Sources: Boston Globe, Forex Television, fxstreet.com
The Asian financial markets have been affected greatly by the most recent round of G7 meetings. Finance ministers and central bank governors met on Friday at their 2-day meetings in Essen, Germany. Market watchers were “turning their attention” as Asian financial markets appeared to be particularly sensitive to the G7 meetings.
Analysts had predicted that China might experience the brunt of G7 criticism since there was a “need for emerging countries to show greater currency flexibility to reduce global economic imbalances.” G7 finance ministers did indeed reiterate their call for increased flexibility in the Chinese regime, but much of the expected criticism was tempered due to the current Chinese fiscal policy. China has agreed to cooperate in making the Chinese yuan more flexible, and the G7 has laid out a list of financial measures (removal of equity caps on foreign financial institutions, for example) to assist in helping China fulfill its commitment.

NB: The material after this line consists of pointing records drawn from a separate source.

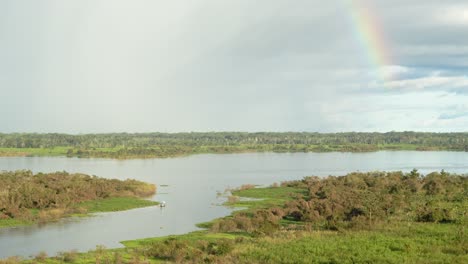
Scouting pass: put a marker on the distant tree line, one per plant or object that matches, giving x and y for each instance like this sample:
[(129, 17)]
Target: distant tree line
[(147, 145), (18, 140), (23, 194)]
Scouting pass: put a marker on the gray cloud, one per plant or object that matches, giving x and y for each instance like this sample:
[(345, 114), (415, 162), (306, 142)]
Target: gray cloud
[(102, 66)]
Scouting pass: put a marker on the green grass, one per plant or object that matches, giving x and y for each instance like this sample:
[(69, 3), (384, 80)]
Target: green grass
[(6, 223), (387, 242), (422, 243), (115, 204), (97, 206), (265, 197)]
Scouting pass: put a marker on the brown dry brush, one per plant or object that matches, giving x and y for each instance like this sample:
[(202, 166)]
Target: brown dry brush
[(361, 200), (55, 194)]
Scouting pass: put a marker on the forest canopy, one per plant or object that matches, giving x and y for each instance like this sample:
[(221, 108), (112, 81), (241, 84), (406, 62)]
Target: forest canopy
[(149, 145)]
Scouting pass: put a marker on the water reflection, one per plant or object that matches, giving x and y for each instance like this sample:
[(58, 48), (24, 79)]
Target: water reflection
[(189, 185)]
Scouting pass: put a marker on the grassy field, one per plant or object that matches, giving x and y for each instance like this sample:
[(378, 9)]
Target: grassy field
[(175, 151), (113, 204)]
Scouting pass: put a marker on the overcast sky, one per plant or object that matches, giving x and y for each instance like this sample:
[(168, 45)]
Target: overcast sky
[(231, 65)]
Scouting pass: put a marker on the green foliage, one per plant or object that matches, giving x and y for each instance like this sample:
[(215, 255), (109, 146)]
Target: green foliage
[(377, 217), (148, 145), (26, 197)]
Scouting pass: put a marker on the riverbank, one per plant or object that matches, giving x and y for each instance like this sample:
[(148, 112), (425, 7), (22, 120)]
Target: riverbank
[(396, 218), (164, 145), (27, 198)]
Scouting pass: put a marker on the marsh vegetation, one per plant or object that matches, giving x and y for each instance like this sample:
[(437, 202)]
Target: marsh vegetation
[(26, 198), (378, 217)]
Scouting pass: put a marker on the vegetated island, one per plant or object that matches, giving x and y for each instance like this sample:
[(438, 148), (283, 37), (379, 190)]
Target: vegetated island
[(27, 198), (377, 217), (162, 145)]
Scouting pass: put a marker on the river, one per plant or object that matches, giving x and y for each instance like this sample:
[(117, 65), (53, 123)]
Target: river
[(189, 186)]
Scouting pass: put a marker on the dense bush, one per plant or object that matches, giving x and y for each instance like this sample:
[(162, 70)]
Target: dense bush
[(24, 195)]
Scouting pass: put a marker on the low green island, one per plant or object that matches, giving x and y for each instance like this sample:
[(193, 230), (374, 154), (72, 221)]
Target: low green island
[(27, 198), (163, 145), (375, 217)]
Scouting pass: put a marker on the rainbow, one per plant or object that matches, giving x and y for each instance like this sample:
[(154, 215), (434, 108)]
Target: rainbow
[(370, 35)]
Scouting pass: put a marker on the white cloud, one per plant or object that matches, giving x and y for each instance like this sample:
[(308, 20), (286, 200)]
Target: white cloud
[(454, 15), (450, 83)]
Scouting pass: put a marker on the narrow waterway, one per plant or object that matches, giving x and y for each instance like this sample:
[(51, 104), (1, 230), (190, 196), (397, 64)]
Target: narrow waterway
[(189, 186)]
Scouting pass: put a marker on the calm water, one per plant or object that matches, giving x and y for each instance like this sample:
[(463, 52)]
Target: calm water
[(191, 194)]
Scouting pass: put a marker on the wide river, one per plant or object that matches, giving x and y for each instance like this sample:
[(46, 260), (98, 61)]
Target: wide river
[(189, 186)]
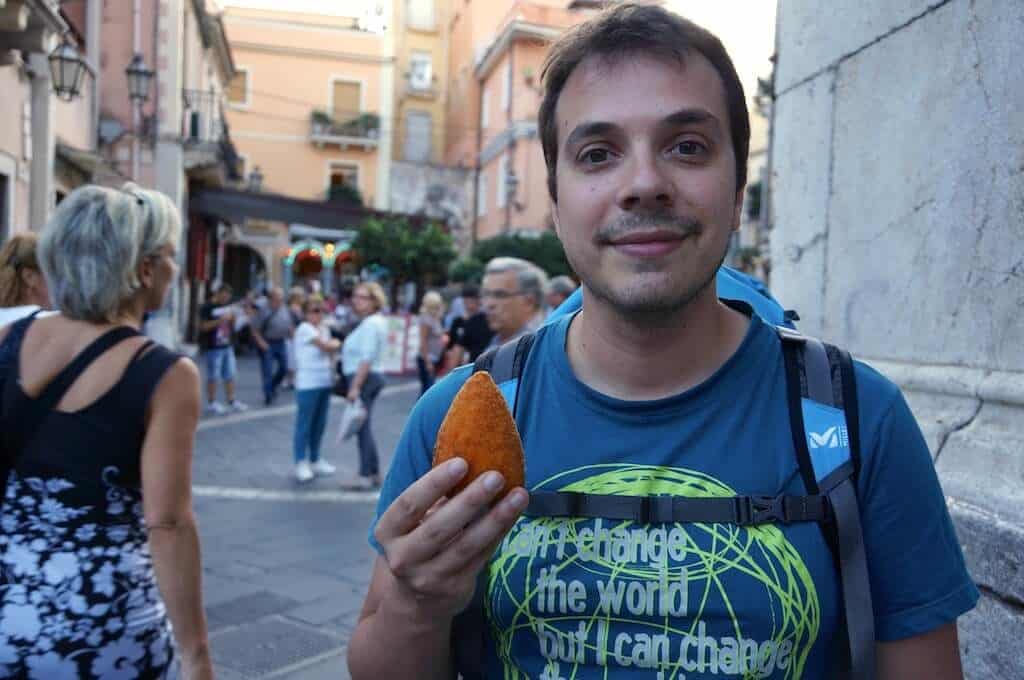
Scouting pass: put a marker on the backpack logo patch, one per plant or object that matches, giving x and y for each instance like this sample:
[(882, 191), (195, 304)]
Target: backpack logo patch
[(827, 436), (835, 437)]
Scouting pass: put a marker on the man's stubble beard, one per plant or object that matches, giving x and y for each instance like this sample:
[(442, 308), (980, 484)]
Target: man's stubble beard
[(655, 310)]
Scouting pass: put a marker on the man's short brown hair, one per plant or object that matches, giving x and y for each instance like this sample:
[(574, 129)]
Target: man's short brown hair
[(628, 30)]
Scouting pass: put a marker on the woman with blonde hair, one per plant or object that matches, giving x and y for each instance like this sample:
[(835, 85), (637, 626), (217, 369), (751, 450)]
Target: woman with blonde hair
[(360, 362), (100, 555), (432, 338), (314, 350), (23, 287)]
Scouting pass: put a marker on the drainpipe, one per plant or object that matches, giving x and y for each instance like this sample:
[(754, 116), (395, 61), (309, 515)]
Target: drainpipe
[(510, 119), (136, 112), (93, 24)]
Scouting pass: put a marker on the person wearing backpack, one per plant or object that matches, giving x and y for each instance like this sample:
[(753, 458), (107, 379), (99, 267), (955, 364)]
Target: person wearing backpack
[(710, 495)]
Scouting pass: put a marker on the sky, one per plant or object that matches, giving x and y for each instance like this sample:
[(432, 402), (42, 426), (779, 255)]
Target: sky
[(745, 27)]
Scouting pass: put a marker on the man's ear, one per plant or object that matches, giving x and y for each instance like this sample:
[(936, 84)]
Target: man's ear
[(145, 271), (737, 209)]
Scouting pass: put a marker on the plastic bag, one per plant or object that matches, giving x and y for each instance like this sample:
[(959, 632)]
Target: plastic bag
[(351, 420)]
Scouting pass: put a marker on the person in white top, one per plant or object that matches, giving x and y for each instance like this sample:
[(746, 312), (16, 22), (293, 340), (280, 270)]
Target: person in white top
[(432, 339), (360, 358), (313, 377), (23, 287)]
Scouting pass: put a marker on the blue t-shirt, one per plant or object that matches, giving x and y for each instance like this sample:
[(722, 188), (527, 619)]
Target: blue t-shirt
[(590, 598)]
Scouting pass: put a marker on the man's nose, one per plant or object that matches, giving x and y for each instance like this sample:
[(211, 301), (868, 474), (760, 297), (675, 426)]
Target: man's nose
[(647, 185)]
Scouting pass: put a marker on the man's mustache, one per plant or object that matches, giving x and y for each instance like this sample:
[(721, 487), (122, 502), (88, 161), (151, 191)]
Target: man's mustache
[(684, 226)]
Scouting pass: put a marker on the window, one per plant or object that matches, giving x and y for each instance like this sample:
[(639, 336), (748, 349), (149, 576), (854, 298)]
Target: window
[(503, 176), (343, 182), (344, 173), (481, 195), (420, 14), (419, 127), (420, 71), (345, 100), (507, 86), (239, 92)]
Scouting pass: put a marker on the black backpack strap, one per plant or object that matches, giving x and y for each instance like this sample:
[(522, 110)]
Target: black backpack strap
[(739, 510), (824, 374)]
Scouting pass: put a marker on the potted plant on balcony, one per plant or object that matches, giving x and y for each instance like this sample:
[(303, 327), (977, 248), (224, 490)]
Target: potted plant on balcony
[(322, 122)]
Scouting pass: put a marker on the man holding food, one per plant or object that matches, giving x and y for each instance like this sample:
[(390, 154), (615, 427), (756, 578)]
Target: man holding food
[(655, 389)]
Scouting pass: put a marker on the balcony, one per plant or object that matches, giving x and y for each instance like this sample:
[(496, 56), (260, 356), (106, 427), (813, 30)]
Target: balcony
[(363, 131), (209, 153)]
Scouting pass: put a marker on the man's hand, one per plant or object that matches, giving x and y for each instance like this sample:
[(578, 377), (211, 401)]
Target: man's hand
[(435, 550)]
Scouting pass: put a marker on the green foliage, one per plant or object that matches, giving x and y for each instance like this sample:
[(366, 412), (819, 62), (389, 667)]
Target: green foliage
[(466, 269), (544, 251), (409, 254)]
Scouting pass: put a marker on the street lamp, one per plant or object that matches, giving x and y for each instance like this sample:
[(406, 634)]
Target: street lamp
[(139, 79), (255, 179), (67, 70)]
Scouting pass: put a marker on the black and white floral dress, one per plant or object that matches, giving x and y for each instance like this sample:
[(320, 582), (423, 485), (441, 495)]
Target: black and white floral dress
[(78, 594)]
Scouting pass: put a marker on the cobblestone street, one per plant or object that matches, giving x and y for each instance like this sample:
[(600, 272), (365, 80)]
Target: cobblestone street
[(285, 565)]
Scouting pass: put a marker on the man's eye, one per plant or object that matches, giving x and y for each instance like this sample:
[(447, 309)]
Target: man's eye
[(594, 156), (688, 147)]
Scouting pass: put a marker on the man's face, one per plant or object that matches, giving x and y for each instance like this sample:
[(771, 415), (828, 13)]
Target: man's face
[(646, 180), (507, 308)]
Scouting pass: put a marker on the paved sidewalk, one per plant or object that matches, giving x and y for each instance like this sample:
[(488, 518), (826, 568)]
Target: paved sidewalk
[(285, 565)]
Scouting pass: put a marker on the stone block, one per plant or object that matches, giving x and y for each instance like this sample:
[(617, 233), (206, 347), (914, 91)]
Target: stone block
[(983, 465), (992, 548), (800, 199), (990, 641), (259, 648), (928, 193), (811, 37), (248, 608)]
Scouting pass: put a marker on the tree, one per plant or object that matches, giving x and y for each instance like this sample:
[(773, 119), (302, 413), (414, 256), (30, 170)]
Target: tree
[(544, 250), (419, 255)]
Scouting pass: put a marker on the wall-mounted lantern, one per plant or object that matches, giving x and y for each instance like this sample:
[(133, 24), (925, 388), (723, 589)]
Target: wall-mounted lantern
[(67, 70), (139, 79)]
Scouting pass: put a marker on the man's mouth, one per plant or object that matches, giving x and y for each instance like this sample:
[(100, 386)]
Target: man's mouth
[(655, 243)]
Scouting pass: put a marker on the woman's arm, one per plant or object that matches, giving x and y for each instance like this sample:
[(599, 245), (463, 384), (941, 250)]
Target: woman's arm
[(167, 454)]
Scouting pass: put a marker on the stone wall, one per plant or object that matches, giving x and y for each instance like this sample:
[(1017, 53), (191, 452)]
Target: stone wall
[(441, 193), (897, 216)]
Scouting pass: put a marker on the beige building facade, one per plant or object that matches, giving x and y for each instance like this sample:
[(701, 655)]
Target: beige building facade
[(312, 103)]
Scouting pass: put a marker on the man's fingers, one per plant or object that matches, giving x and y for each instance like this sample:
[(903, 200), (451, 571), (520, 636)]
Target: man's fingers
[(477, 542), (433, 535), (409, 509)]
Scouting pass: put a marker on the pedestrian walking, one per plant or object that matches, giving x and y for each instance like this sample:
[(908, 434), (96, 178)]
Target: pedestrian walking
[(360, 359), (271, 331), (314, 350), (217, 341), (296, 298), (469, 334), (432, 338), (100, 553), (710, 495), (23, 287)]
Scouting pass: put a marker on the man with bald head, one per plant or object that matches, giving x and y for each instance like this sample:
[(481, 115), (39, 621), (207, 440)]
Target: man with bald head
[(272, 328)]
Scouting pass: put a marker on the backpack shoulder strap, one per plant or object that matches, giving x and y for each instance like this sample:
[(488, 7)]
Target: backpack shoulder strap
[(823, 416), (505, 364)]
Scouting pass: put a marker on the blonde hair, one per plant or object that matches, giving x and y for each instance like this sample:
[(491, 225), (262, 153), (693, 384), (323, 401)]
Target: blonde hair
[(91, 248), (376, 292), (18, 253), (432, 304)]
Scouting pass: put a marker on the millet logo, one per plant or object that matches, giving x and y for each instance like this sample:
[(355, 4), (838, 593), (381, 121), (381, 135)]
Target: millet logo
[(835, 437)]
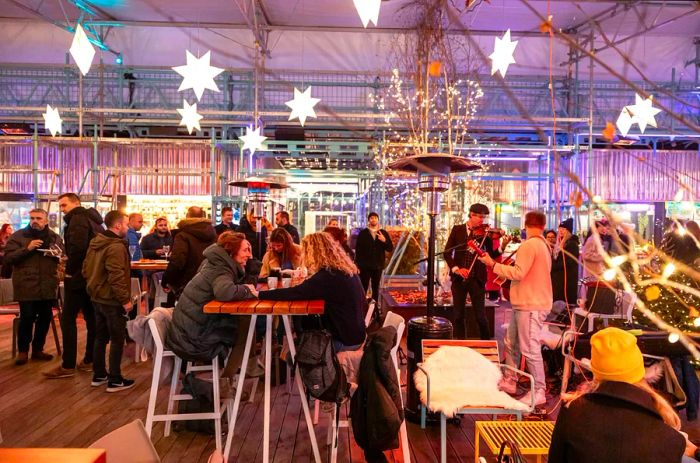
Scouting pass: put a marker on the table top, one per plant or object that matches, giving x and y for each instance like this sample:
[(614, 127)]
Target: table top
[(263, 307), (19, 455)]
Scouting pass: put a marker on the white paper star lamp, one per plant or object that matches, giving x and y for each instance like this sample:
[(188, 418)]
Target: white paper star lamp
[(52, 120), (502, 55), (198, 74), (252, 140), (82, 50), (302, 105), (368, 11), (643, 112), (624, 121), (190, 117)]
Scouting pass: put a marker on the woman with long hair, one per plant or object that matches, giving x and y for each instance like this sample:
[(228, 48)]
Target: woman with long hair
[(617, 417), (281, 253), (335, 279)]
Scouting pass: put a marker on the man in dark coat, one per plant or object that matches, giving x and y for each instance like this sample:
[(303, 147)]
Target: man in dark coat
[(468, 274), (82, 225), (565, 264), (194, 235), (34, 252), (372, 245)]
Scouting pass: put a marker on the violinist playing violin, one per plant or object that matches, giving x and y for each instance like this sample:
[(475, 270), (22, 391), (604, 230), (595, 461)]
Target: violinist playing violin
[(467, 273)]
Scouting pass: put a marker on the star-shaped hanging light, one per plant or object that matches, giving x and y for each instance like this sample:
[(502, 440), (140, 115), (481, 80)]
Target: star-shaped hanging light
[(252, 140), (52, 120), (82, 50), (368, 11), (302, 105), (502, 55), (198, 74), (190, 117)]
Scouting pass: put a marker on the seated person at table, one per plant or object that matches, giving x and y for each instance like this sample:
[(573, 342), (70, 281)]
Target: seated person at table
[(281, 253), (617, 417), (197, 336), (335, 279)]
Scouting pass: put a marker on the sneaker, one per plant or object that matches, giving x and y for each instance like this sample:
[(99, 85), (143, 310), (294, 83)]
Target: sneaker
[(116, 386), (508, 386), (60, 372), (540, 398), (41, 356), (84, 366), (22, 358), (99, 380)]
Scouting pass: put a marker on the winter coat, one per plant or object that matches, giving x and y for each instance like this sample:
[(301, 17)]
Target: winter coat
[(259, 245), (344, 299), (192, 238), (82, 225), (34, 275), (370, 253), (152, 242), (195, 335), (565, 272), (107, 270), (617, 423), (376, 410)]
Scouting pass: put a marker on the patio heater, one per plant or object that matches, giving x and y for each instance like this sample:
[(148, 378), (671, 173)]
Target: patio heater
[(433, 172)]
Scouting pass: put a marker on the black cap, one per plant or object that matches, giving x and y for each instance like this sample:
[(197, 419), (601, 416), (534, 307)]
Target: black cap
[(478, 208)]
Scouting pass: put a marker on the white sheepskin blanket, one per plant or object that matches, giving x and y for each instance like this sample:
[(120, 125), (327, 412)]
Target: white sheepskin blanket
[(461, 377)]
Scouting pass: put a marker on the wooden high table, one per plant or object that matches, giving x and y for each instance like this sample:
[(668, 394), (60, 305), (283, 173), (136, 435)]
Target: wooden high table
[(268, 309)]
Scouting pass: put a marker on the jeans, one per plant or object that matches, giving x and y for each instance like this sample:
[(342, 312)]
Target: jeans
[(523, 340), (34, 316), (477, 293), (110, 322), (76, 300)]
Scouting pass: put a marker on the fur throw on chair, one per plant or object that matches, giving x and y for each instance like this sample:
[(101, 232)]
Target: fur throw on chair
[(461, 377)]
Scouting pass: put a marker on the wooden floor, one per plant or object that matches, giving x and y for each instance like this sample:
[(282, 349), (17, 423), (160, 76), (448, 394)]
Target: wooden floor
[(35, 412)]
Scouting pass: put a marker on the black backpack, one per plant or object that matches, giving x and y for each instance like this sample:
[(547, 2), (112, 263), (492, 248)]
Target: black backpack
[(322, 375)]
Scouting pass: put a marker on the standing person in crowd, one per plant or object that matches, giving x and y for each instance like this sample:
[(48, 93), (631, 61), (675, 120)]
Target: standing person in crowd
[(281, 253), (226, 221), (5, 232), (256, 234), (82, 225), (134, 235), (565, 264), (195, 233), (372, 245), (617, 417), (334, 278), (107, 270), (34, 282), (468, 274), (531, 298), (282, 221), (340, 236)]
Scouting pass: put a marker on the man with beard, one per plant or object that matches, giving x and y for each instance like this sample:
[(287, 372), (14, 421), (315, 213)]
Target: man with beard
[(34, 253)]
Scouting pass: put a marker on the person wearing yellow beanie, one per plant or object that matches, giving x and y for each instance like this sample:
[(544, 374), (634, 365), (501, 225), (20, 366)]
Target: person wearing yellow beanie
[(617, 417)]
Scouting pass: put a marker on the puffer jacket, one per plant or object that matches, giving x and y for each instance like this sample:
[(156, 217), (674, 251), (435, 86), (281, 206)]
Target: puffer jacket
[(190, 241), (376, 409), (34, 275), (82, 225), (107, 270), (195, 335)]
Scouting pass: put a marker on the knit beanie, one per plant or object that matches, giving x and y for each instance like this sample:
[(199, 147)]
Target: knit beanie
[(615, 356)]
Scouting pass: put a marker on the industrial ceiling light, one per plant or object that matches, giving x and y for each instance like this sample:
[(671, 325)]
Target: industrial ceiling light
[(502, 55), (190, 117), (52, 120), (368, 11), (302, 105), (252, 140), (198, 74), (82, 50)]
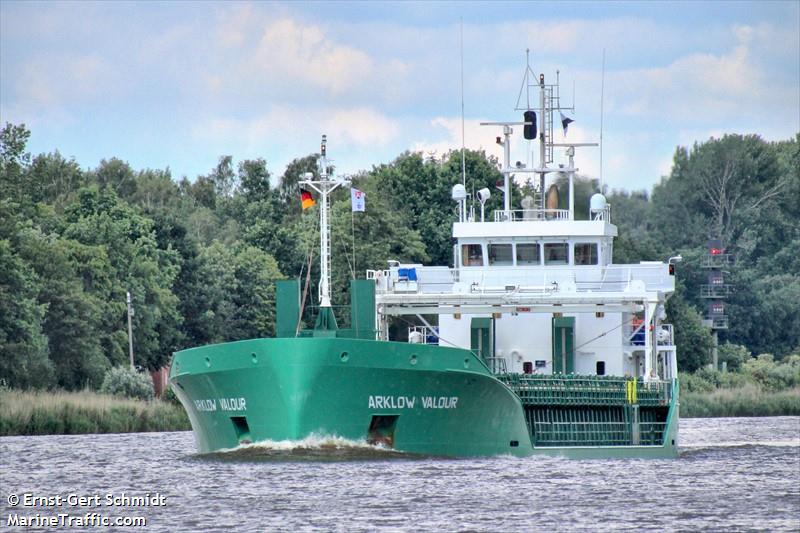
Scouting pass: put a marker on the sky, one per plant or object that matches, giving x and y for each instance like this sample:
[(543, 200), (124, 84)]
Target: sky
[(179, 84)]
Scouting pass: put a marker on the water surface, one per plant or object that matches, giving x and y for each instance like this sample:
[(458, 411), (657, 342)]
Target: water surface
[(733, 474)]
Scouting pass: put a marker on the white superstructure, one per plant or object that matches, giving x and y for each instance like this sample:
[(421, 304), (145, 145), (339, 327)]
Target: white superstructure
[(534, 290)]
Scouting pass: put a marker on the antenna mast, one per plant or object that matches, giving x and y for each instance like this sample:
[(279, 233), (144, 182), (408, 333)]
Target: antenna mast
[(602, 88), (463, 148), (325, 185)]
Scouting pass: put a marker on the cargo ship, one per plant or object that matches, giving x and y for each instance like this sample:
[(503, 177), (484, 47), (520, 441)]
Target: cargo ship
[(532, 342)]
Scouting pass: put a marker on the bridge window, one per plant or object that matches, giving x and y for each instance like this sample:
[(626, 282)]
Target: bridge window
[(471, 255), (500, 254), (586, 253), (528, 253), (556, 253)]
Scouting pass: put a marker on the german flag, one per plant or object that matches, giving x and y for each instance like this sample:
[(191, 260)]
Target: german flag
[(306, 199)]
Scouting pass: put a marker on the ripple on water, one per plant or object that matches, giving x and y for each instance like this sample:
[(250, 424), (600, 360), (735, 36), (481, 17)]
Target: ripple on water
[(732, 474)]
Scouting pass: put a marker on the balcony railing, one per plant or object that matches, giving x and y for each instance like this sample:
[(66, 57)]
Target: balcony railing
[(716, 290), (527, 215)]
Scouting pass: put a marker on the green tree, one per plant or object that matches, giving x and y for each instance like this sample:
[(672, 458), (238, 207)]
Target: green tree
[(24, 358)]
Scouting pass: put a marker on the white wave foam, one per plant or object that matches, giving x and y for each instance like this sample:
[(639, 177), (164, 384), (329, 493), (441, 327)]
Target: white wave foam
[(311, 443)]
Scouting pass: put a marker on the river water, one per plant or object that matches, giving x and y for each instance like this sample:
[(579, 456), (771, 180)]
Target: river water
[(733, 474)]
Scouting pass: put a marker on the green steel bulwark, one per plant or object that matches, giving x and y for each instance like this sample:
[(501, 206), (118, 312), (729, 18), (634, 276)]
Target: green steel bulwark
[(411, 397), (439, 401), (415, 398)]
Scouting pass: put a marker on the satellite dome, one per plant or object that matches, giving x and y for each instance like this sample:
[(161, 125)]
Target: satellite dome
[(597, 202)]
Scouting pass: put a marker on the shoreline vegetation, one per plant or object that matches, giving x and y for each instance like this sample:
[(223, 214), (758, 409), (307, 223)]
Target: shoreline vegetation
[(81, 412), (84, 412), (746, 401)]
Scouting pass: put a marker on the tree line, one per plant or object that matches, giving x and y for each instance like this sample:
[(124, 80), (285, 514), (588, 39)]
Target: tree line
[(200, 256)]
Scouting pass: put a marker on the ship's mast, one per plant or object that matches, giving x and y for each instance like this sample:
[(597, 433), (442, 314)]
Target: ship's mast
[(549, 102), (324, 186)]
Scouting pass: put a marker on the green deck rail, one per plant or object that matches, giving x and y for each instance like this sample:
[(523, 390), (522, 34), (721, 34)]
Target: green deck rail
[(578, 390)]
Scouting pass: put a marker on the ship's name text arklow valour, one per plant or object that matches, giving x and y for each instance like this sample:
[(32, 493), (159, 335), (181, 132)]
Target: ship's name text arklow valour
[(410, 402), (222, 404)]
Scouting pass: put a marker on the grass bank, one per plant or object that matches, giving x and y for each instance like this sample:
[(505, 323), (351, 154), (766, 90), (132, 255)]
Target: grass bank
[(748, 400), (68, 413)]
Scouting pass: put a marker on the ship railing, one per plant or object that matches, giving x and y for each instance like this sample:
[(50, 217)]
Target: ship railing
[(666, 335), (423, 335), (716, 290), (535, 389), (497, 365), (420, 279), (610, 278), (574, 433), (528, 215)]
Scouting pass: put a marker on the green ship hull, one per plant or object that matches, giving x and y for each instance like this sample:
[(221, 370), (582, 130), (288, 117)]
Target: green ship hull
[(414, 398)]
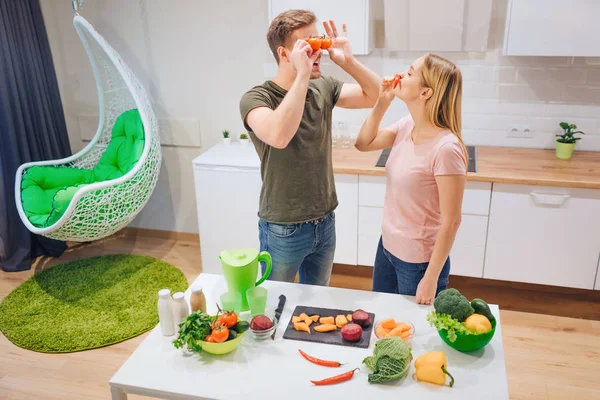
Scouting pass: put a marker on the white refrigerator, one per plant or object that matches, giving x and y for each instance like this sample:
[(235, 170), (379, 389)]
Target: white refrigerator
[(227, 185)]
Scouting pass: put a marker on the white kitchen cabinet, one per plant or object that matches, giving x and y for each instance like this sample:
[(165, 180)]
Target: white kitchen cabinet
[(468, 252), (369, 232), (358, 15), (371, 196), (346, 219), (451, 25), (371, 190), (552, 28), (543, 235), (597, 286)]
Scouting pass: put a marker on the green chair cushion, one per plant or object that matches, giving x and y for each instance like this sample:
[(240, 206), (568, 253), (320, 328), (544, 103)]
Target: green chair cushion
[(47, 191), (125, 148)]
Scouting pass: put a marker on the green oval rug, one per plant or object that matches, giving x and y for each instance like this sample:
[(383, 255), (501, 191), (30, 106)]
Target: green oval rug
[(87, 303)]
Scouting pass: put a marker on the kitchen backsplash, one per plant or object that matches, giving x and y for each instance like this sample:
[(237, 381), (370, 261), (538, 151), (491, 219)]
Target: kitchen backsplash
[(501, 93)]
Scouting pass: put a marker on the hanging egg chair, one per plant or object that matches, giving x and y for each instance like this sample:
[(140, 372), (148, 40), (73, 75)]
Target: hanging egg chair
[(99, 190)]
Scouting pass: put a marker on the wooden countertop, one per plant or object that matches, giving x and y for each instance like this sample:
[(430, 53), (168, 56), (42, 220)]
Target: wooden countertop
[(500, 165)]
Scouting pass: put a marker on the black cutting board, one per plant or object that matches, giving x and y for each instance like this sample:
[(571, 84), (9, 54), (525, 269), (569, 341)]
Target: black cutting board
[(333, 337)]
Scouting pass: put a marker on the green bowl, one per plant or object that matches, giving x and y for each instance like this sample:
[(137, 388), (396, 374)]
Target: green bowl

The buildup to the G7 meetings, however, led to a drop in the Tokyo stock market. In Tokyo, the Nikkei index fell 114.54 points. After the G7 meetings, Japan escaped public criticism, despite some concern about its financial markets. However, this was likely not much of a surprise, as the Yen markets had remained fairly flexible since September. The G7 commended the Japanese economic recovery, and “urged financial markets” to incorporate the continued projected recovery in assessing exchange rates.
Question: How do G7 criticisms and “mandates” affect domestic economic and financial sovereignty? In other words—how does the requirements set forth by the G7 prevent the individual nation states from embarking upon an independent fiscal policy?